И вот – осень. Бабушка позвала навестить ее на дачу под городом. Я почти поверила, что можно просто пить чай под яблоней, читать детектив и выдыхать. Но тут она сказала про квартиру дяди Сергея – старую, в центре, полную книг, шорохов и памяти. Он умер весной. А недавно объявился «родственник» из-за границы с каким-то завещанием. Бабушка попросила взглянуть. «У тебя свежий взгляд», – сказала она. Хотя я уже понимала: мой взгляд давно не свежий, а скорее приученный замечать то, чего не видно сразу.
И всё же я согласилась. Потому что за лето научилась: если дом зовёт – нужно идти. Пусть даже этот дом – многоэтажка с облупившейся плиткой и портретом Сергея Николаевича, чей взгляд, по детским воспоминаниям, был слишком живым. Я не знала, что именно меня там ждёт. Но чувствовала: это будет не просто про бумаги и наследство.
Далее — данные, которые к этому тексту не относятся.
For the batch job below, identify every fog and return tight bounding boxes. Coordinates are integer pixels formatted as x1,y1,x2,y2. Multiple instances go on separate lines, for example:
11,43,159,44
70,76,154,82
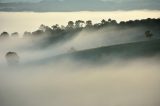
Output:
0,29,160,106
0,11,160,106
0,57,160,106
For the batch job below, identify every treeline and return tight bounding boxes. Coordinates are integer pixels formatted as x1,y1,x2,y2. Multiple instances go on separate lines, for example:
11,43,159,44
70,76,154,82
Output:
0,18,160,41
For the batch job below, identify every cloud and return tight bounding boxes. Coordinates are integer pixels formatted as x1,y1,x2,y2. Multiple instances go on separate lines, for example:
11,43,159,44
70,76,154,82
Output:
0,0,160,12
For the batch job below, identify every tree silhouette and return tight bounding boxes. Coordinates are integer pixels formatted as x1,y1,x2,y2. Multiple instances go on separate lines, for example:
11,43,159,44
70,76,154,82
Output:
75,20,84,28
52,24,60,31
145,30,153,38
5,52,19,65
23,31,32,37
11,32,19,37
66,21,74,30
0,32,9,38
86,20,92,28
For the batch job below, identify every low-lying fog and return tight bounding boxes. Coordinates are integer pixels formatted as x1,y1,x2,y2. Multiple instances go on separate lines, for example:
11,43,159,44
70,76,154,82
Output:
0,11,160,106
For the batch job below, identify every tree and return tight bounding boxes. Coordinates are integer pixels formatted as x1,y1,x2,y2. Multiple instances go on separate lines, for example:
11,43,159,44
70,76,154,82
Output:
39,24,46,32
23,31,32,37
0,32,9,38
66,21,74,30
145,30,153,38
86,20,92,28
11,32,19,37
75,20,84,28
101,19,106,25
5,52,19,65
52,24,60,31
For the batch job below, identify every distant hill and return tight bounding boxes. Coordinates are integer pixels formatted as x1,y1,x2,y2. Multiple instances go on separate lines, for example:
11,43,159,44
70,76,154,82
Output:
0,0,160,12
35,39,160,63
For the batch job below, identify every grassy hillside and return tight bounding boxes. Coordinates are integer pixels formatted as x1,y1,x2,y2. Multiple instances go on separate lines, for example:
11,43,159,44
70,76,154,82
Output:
59,39,160,60
31,39,160,64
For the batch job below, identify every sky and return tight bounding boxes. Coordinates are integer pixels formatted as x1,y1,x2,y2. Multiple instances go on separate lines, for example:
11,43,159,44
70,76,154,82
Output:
0,0,160,12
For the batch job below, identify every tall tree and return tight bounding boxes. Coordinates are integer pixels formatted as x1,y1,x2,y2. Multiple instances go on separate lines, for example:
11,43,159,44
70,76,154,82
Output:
0,32,9,38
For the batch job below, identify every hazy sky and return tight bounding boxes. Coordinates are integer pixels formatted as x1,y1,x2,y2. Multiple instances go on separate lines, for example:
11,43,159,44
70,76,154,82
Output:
0,0,160,12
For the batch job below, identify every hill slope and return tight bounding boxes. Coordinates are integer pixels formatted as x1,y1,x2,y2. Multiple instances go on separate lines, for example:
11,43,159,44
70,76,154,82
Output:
29,39,160,64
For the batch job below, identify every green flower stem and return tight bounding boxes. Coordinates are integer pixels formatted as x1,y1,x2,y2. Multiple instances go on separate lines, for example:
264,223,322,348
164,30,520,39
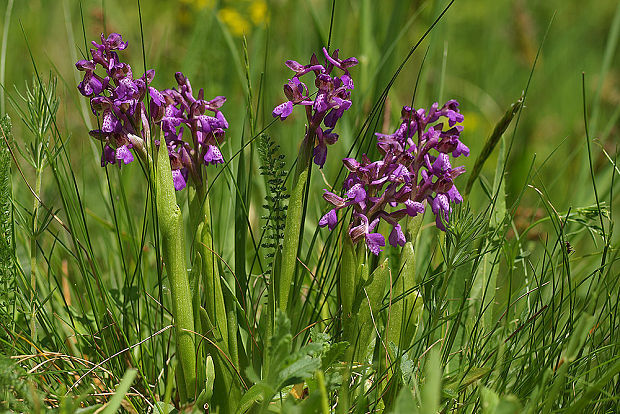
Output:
388,214,424,349
154,144,196,398
189,184,228,347
189,177,240,413
277,131,315,312
340,233,358,321
355,259,390,359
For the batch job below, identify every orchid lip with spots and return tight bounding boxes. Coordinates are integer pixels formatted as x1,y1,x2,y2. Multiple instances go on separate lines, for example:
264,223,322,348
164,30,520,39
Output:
272,48,358,168
76,33,228,191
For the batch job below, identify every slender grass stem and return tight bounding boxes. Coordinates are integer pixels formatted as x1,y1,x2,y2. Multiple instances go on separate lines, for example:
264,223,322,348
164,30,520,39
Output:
30,168,42,343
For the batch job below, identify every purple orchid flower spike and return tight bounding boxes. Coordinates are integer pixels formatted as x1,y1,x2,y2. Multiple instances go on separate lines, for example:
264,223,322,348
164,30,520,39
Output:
272,48,358,168
319,100,469,255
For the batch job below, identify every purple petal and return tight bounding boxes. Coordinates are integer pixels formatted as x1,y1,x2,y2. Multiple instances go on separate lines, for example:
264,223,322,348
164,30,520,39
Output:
313,142,327,168
347,184,366,203
405,200,424,217
116,145,133,165
319,209,338,230
452,140,469,158
323,190,345,208
366,233,385,256
342,158,361,172
172,170,187,191
271,101,293,121
149,86,166,107
101,144,115,167
446,185,463,203
389,224,407,247
204,145,224,165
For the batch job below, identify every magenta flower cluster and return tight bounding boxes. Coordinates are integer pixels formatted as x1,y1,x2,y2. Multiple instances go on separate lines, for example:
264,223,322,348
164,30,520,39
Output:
319,100,469,255
76,33,228,190
272,48,358,168
150,72,228,190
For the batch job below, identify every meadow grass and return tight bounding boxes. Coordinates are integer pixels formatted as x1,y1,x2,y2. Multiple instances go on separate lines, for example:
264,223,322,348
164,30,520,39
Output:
0,0,620,413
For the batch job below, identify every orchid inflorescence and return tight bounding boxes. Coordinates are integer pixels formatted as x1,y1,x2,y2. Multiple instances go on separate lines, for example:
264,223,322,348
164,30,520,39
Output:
319,100,469,255
76,33,228,190
272,48,358,168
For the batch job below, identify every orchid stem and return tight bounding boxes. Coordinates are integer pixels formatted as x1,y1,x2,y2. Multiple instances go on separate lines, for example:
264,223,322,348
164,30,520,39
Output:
154,142,196,399
278,131,315,312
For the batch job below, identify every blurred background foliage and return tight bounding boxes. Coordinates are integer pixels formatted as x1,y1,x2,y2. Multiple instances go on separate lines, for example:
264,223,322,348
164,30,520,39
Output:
5,0,620,304
5,0,620,209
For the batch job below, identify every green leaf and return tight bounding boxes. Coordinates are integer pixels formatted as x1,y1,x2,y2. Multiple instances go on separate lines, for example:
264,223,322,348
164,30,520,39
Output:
392,387,419,414
420,347,443,414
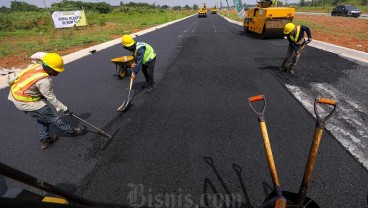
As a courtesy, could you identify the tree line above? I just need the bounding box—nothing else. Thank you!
[0,0,198,14]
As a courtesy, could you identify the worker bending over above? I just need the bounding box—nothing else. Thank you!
[7,53,87,149]
[122,35,156,93]
[281,23,312,74]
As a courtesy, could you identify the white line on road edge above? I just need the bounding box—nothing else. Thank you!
[63,14,196,64]
[223,17,368,63]
[285,83,368,170]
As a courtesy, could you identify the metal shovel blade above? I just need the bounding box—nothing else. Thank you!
[116,100,128,112]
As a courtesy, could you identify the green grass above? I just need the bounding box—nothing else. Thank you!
[295,5,368,14]
[0,10,194,58]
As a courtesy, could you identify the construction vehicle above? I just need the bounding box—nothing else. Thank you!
[243,0,295,39]
[211,6,217,14]
[198,3,207,18]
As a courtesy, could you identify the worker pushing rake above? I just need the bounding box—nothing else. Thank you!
[111,35,156,112]
[248,95,337,208]
[280,23,312,74]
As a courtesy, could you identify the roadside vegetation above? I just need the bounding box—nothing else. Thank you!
[0,0,368,68]
[0,0,195,67]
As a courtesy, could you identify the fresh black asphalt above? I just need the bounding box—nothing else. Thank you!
[0,15,368,207]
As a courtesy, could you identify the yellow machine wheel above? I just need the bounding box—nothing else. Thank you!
[118,67,126,79]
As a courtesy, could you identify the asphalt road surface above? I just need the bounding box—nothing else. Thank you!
[0,15,368,207]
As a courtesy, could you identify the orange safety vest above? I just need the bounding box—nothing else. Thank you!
[290,25,300,43]
[10,64,50,102]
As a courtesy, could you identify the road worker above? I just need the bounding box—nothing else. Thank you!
[122,35,156,93]
[7,53,87,149]
[281,23,312,74]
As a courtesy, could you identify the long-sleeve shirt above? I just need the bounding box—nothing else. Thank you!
[134,46,146,74]
[287,25,312,50]
[8,69,68,112]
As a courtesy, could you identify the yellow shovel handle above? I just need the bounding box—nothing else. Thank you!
[259,121,280,186]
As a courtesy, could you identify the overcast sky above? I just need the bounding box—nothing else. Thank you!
[0,0,294,7]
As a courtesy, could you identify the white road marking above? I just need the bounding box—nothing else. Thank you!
[286,83,368,169]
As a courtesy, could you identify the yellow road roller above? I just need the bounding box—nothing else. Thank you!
[198,3,207,18]
[243,0,295,39]
[211,6,217,14]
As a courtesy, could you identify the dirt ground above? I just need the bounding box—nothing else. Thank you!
[0,15,368,69]
[295,15,368,53]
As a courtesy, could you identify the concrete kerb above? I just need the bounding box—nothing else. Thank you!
[63,14,196,64]
[223,17,368,64]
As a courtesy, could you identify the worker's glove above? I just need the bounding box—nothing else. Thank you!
[64,108,73,116]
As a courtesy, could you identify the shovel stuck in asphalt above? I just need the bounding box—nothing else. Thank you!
[71,113,119,150]
[297,98,337,207]
[249,95,337,208]
[116,78,134,112]
[248,95,287,208]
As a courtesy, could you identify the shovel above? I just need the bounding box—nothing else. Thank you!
[71,113,119,150]
[280,40,310,73]
[116,78,134,112]
[297,98,337,207]
[248,95,287,208]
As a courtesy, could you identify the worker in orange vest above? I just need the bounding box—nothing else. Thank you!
[8,53,87,149]
[281,22,312,74]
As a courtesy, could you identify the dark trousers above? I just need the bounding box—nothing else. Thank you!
[142,57,156,87]
[282,45,301,68]
[24,105,74,141]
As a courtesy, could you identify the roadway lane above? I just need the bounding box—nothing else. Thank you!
[73,15,368,207]
[0,15,196,187]
[0,15,368,207]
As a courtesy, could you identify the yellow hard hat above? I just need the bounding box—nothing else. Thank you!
[284,22,295,35]
[121,35,134,47]
[42,53,64,72]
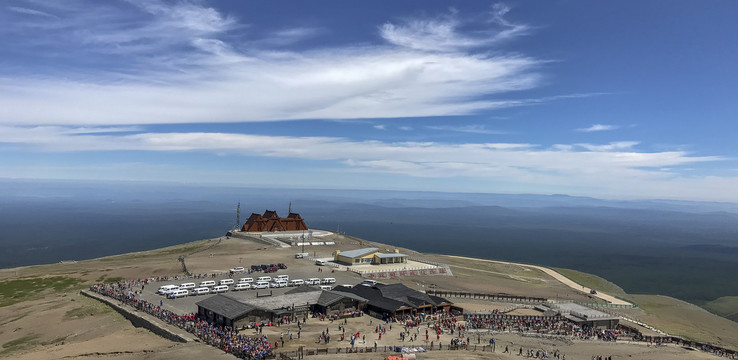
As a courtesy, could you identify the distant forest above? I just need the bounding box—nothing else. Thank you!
[0,181,738,320]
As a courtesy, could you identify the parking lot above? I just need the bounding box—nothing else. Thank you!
[139,260,362,314]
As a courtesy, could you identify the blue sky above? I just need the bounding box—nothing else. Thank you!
[0,0,738,201]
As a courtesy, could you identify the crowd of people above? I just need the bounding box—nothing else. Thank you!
[90,280,278,360]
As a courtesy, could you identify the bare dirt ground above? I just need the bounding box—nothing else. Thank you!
[0,235,738,359]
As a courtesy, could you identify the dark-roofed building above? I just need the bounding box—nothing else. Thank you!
[196,285,367,327]
[241,210,308,232]
[333,284,452,319]
[333,247,407,265]
[196,294,273,327]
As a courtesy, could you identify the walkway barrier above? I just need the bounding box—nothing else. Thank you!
[425,290,548,303]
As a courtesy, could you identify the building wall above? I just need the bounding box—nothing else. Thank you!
[333,251,379,265]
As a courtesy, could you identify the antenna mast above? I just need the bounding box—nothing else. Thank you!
[236,201,241,229]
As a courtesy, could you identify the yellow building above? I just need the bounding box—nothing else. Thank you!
[333,248,407,265]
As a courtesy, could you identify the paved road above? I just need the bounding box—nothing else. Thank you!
[448,255,632,305]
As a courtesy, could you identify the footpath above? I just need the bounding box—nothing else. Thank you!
[448,255,633,306]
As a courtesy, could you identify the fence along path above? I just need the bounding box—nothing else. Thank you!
[448,255,633,306]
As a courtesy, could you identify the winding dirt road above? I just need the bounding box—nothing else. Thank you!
[447,255,632,305]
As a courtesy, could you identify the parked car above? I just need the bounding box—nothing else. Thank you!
[190,287,210,295]
[233,283,251,291]
[211,285,228,294]
[167,290,190,299]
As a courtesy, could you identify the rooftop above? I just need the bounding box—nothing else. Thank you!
[552,303,618,320]
[196,294,258,319]
[338,248,379,258]
[374,253,407,259]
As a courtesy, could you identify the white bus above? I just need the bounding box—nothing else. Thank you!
[167,290,190,299]
[179,283,195,290]
[233,283,251,291]
[156,285,179,295]
[191,288,210,295]
[212,285,228,294]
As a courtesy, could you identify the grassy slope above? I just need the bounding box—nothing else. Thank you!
[702,296,738,322]
[0,236,738,353]
[625,295,738,349]
[553,268,625,297]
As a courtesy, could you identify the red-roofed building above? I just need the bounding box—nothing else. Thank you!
[241,210,308,232]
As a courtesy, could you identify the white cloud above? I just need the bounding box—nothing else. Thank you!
[0,126,724,200]
[0,1,541,125]
[427,125,507,135]
[576,141,638,151]
[380,5,529,51]
[7,6,58,19]
[574,124,619,132]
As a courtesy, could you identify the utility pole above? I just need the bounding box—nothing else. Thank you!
[236,201,241,229]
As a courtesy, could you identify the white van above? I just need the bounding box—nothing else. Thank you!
[233,283,251,291]
[156,285,179,295]
[179,283,195,290]
[200,280,215,287]
[192,288,210,295]
[167,290,190,299]
[212,285,228,294]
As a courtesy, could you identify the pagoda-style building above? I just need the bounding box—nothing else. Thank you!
[241,210,308,232]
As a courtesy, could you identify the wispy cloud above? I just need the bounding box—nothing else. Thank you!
[7,6,58,19]
[380,4,529,51]
[574,124,619,132]
[576,141,638,151]
[427,125,507,135]
[0,1,541,125]
[0,126,738,200]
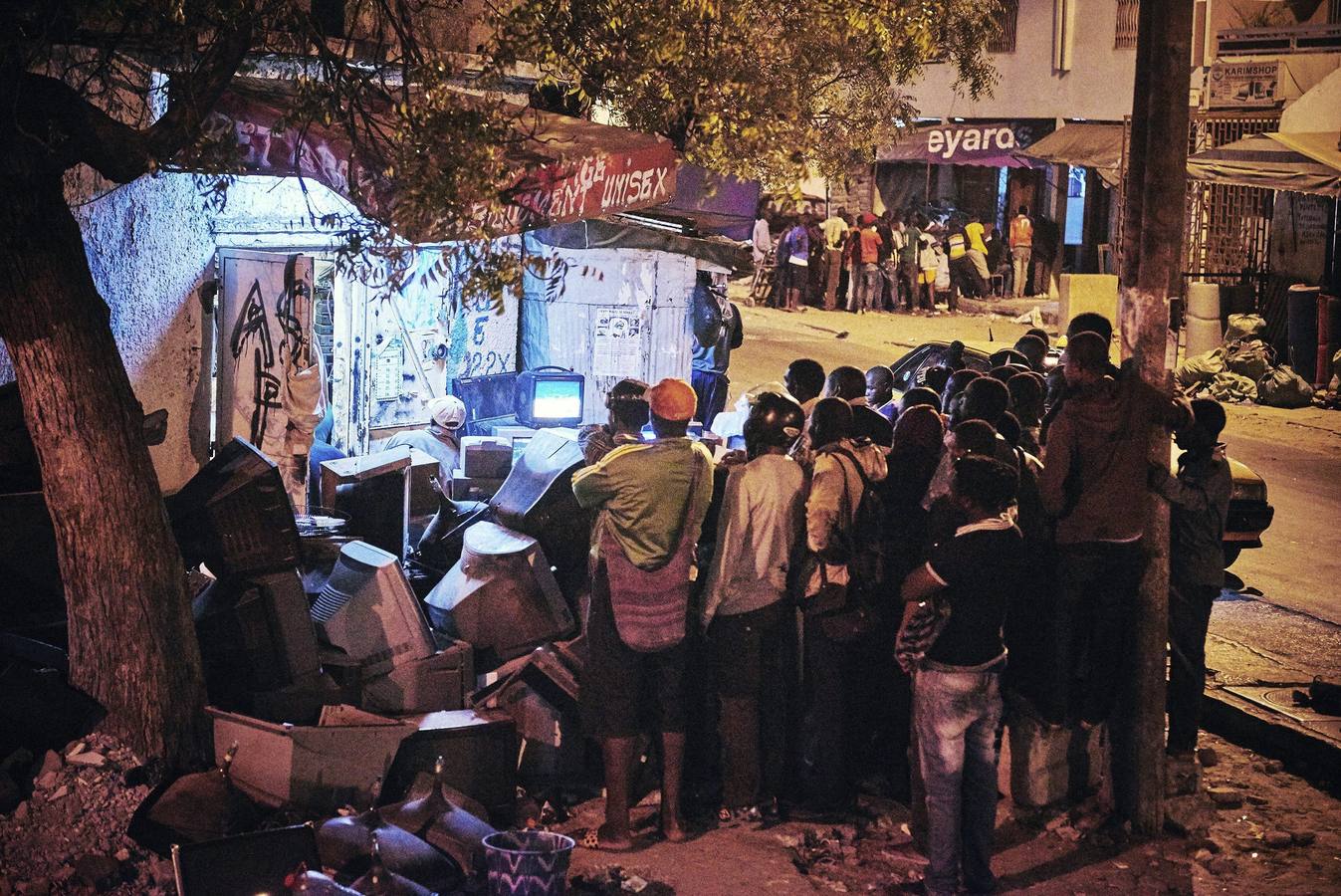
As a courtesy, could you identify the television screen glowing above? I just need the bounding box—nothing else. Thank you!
[531,379,582,420]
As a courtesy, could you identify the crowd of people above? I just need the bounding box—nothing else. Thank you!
[572,310,1229,893]
[753,206,1060,314]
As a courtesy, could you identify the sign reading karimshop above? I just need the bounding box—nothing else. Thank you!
[877,119,1055,167]
[1206,59,1280,109]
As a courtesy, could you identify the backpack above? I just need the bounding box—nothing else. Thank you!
[823,448,888,606]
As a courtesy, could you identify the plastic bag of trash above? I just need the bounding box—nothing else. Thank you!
[1225,314,1266,342]
[1257,367,1313,408]
[1225,339,1275,382]
[1207,370,1257,402]
[1174,348,1225,389]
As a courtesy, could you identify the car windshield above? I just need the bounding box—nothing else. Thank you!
[893,344,989,393]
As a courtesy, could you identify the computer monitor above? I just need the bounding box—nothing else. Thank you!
[515,370,586,429]
[192,568,321,721]
[167,437,298,578]
[313,542,436,677]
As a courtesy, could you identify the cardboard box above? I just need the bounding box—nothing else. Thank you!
[206,706,407,812]
[378,710,521,826]
[461,436,513,479]
[359,641,475,715]
[410,448,447,517]
[452,468,506,501]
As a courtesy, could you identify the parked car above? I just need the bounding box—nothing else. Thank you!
[890,342,1275,567]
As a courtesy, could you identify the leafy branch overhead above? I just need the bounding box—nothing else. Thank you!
[490,0,998,184]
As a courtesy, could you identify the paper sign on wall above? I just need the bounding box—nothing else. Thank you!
[591,306,642,377]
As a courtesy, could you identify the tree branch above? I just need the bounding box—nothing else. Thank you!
[18,18,252,184]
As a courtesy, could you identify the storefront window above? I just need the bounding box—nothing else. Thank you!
[1066,167,1085,246]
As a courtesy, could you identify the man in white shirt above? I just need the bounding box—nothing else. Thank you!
[750,205,773,267]
[701,391,806,823]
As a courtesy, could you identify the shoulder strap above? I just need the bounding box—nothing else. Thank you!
[828,448,876,490]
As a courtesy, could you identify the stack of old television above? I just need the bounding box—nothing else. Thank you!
[169,372,590,842]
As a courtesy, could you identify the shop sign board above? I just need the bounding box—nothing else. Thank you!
[1206,59,1282,109]
[878,119,1055,167]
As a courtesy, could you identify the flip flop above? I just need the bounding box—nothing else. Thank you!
[582,827,633,853]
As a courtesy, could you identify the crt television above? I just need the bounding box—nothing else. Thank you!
[514,367,586,429]
[167,437,298,578]
[313,542,437,677]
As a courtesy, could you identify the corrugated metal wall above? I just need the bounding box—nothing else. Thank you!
[522,239,696,422]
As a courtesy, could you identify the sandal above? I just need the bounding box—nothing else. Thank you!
[582,827,633,853]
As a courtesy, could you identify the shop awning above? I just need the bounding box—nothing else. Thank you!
[530,220,751,273]
[208,78,679,242]
[1015,122,1122,186]
[1187,132,1341,198]
[876,119,1054,167]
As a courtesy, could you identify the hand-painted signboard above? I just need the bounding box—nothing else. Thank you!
[206,85,679,242]
[876,119,1055,167]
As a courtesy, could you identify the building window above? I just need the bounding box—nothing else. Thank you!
[1113,0,1141,50]
[987,0,1019,53]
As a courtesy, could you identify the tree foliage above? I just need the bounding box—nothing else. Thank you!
[491,0,997,182]
[0,0,994,765]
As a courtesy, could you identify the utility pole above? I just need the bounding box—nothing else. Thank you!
[1112,0,1194,834]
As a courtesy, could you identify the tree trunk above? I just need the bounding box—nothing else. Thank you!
[1113,0,1192,834]
[0,153,208,768]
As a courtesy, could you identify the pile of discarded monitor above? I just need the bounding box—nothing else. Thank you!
[135,430,590,896]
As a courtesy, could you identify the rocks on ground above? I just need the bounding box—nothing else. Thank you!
[0,734,164,896]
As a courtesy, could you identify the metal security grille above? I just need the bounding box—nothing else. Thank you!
[1114,112,1280,279]
[1184,112,1280,274]
[1113,0,1137,50]
[987,0,1019,53]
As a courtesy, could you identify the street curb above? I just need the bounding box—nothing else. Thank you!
[1202,688,1341,796]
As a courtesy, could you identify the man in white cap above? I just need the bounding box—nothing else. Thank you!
[377,395,465,483]
[375,395,465,552]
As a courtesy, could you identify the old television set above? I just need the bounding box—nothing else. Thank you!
[514,367,586,429]
[192,568,325,722]
[167,437,298,578]
[313,542,437,679]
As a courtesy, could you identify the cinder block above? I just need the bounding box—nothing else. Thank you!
[1006,712,1106,807]
[1056,274,1121,338]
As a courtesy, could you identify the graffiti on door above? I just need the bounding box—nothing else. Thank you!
[228,256,314,453]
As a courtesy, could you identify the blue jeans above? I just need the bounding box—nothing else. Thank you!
[847,262,885,312]
[689,370,731,429]
[913,660,1006,895]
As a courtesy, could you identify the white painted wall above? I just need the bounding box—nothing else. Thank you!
[1280,69,1341,134]
[905,0,1136,120]
[0,169,215,490]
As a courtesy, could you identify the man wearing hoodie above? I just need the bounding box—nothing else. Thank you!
[1149,398,1233,764]
[1038,333,1191,726]
[802,399,888,807]
[700,391,806,823]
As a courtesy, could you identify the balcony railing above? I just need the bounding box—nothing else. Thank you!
[987,0,1019,53]
[1215,24,1341,57]
[1113,0,1141,50]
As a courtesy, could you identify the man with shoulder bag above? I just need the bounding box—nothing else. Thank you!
[802,398,886,806]
[896,456,1024,896]
[572,379,712,850]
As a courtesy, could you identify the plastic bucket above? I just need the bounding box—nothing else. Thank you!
[484,830,576,896]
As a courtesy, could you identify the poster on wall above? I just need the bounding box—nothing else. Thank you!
[591,306,642,377]
[1270,192,1332,283]
[1206,59,1282,109]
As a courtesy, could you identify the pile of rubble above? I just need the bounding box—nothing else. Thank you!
[0,734,174,896]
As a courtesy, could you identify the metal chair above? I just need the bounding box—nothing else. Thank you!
[750,250,778,305]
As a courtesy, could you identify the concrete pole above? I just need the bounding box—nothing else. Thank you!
[1113,0,1194,834]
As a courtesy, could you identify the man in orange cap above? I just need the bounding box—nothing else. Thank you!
[572,379,712,849]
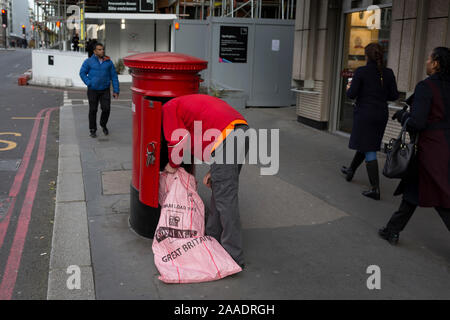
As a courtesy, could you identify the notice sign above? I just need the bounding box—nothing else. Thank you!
[219,26,248,63]
[104,0,155,13]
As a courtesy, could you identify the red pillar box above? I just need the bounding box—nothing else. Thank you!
[124,52,208,238]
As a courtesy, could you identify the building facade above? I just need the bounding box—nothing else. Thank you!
[293,0,450,143]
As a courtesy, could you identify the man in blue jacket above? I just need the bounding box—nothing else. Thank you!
[80,43,120,138]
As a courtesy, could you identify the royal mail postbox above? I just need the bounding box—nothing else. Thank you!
[124,52,208,238]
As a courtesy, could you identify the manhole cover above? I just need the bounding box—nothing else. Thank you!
[0,159,22,171]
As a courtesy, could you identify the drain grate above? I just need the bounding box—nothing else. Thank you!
[0,159,22,171]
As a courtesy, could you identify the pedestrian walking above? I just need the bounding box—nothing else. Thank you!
[379,47,450,245]
[72,33,80,51]
[80,43,120,138]
[163,94,249,268]
[341,43,399,200]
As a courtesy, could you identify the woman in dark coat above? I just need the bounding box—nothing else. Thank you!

Вечером перед отъездом я сидела у окна в Настасьиной избе. Пахло мятой, козы мирно фыркали за забором, а дом как будто слушал, затаив дыхание. Настасья Петровна перебирала травы, не глядя сказала: «Если что – зови. Хоть на край света». Олеся усмехнулась: «И не смей ввязываться без нас». Я кивнула всерьёз.
Перед сном собрала в рюкзак кое-что важное: кусочек глины от таблички, обрывок старой записи, тетрадку с записями. Не талисманы, а напоминания: мир говорит. Главное – слушать.
Когда я погасила свет, воздух в доме чуть дрогнул. Половица скрипнула, будто кто-то проверил, всё ли собрано. И тихо, почти ласково, шепнуло: «Я с тобой». Я знала: это он. Домовой. Он тоже едет. Не отпускает.
Утром деревня осталась за спиной. Автобус уносил меня в сторону города, где кроме бабушкиной дачи ждала ещё одна дверь. И календарь, который не хочет висеть на месте. И портрет, который, возможно, умеет смотреть.
Я закрыла глаза и подумала: если дом в городе решит заговорить – я услышу. Потому что теперь умею. Потому что теперь знаю: дома не молчат. Особенно те, в которых что-то пошло не так.
Глава 1. Осенний визит
Автобус резко сбрасывает скорость у маленькой площадки, где заканчивается асфальт и начинается мокрая, темнеющая от дождя грунтовка. Стекло передо мной в мелких каплях, фонари над остановкой светят тускло, но я всё равно узнаю это место ещё до того, как водитель открывает дверь.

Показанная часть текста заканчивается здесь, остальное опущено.